Getting him to talk about himself is as about as difficult as getting the environmental organization to approve a strip mall on a piece of land it helped preserve. He seldom uses the words "I" or "me," preferring to deflect credit to others.
But since moving to Utah from California in 1986 to join Chris Montague in opening what was first a Great Basin field office to protect Utah and Nevada, few Utah conservationists have had as much success as this friendly, unassuming man.
In a long afternoon interview in which Livermore kept trying to turn the conversation back to me, he talked mostly about partnerships with people and other agencies. I had to look at his written biography to learn exactly what the conservancy has accomplished under the only Utah state director it has ever known.
The record shows it has completed 180 conservation projects protecting more than 950,000 acres of public and private land, including major projects on the Great Salt Lake, the Dugout Ranch near Canyonlands National Park, along the Colorado River Corridor and in Washington County.
Working in Utah and Nevada, Livermore helped lead four statewide campaigns and two ballot initiatives raising more than $150 million for conservation. The Utah staff has grown to 18, including four in Moab.
The group is working to save sage grouse habitat, protect land for California condors, eliminate invasive tamarisk and Russian olive trees in the Escalante River drainage, present a lecture series on environmental ethics and change irrigation methods in northern Utah.

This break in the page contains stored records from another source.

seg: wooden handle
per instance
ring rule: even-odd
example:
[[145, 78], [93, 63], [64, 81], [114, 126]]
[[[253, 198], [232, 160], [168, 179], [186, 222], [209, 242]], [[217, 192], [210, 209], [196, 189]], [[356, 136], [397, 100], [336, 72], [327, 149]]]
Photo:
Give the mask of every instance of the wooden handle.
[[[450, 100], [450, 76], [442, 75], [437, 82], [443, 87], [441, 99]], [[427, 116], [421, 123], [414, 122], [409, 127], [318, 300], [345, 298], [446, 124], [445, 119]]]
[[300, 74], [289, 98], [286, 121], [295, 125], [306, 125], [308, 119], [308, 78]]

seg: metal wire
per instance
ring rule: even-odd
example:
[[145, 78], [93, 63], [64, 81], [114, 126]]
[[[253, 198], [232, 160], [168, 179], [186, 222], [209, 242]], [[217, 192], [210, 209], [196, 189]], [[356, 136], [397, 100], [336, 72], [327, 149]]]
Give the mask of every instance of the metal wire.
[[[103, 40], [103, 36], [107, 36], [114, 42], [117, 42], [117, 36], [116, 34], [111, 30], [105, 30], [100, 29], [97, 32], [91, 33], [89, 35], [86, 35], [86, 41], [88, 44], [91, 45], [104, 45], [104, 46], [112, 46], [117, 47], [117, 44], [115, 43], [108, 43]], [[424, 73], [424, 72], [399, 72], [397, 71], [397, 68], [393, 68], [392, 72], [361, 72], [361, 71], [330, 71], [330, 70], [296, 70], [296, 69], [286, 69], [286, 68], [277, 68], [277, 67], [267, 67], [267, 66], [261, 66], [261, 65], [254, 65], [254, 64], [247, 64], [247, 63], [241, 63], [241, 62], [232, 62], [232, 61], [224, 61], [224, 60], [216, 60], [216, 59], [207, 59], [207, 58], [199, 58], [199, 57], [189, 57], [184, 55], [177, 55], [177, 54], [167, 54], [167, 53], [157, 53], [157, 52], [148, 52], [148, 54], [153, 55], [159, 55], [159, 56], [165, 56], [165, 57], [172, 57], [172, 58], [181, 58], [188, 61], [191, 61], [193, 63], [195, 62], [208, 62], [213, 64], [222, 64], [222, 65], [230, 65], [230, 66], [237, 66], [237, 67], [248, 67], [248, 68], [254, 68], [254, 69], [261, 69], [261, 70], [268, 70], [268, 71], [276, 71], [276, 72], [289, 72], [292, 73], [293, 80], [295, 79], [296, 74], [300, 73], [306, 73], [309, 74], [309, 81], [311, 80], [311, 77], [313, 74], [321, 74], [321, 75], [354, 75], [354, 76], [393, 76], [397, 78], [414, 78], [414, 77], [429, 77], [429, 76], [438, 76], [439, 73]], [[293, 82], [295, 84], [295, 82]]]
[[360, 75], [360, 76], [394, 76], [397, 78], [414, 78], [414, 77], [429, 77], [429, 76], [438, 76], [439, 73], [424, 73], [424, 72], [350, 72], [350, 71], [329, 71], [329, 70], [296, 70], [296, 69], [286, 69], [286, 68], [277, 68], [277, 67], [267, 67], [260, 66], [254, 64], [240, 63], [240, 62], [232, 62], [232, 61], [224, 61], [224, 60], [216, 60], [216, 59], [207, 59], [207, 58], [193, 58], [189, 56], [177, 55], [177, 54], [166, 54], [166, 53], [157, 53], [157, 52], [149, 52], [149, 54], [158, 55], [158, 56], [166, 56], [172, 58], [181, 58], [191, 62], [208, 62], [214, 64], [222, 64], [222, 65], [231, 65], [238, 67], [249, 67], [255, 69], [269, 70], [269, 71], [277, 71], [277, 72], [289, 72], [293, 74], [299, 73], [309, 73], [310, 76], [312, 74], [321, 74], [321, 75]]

That's quite a record for a former high-school teacher and Jackson Hole wrangler who majored in American history. Of course, Dave neglected to tell me that he also had been awarded a Loeb Fellowship in advanced environmental studies from Harvard University in 1995. I had to dig that out of his written biography.
Livermore and his wife, Salt Lake City artist Rebecca Livermore, had just finished visiting their daughter Jennifer in Australia, where she was working on a school project, when I caught up with him at the conservancy's office across from the Governor's Mansion on South Temple.
The Nature Conservancy in Utah has three major goals: conserving waters, caring for public lands and connecting people and nature.
A key new component of that is using the Dugout Ranch as the home for the Canyonlands Research Center, designed to study climate change and its impact on the region's land, water and community.
Livermore lists as his biggest disappointments the failure of a 2004 bond initiative, which would have set aside $150 million to preserve open space in Utah, and the fact the Utah Legislature has not funded the LeRay McAllister fund the past two years that helps protect parks, wildlife and recreation.
Mostly, he remains positive. And he feels what happens to Utah in the next 10 years with major decisions on land and water use could affect generations to come.
"A key concept comes from Wallace Stegner, who was on our board for several years," he said. "Stegner said he would like to see the West both prosperous and environmentally healthy with a civilization to match its scenery. That captures what the conservancy's mission will be."
That means finding a delicate middle balance between preserving quality of life and economic growth, a tricky formula if there ever were one.
"Like many people, you never know where life will take you," said Livermore. "I was fortunate to sign up with the conservancy in the early days of making its mark on the West. I was blessed to be assigned to Utah and, in those days, Nevada as well. It was a time where we could make a difference."
Indeed, few Utahns have made as big a difference in protecting the state's quality of life as Dave Livermore.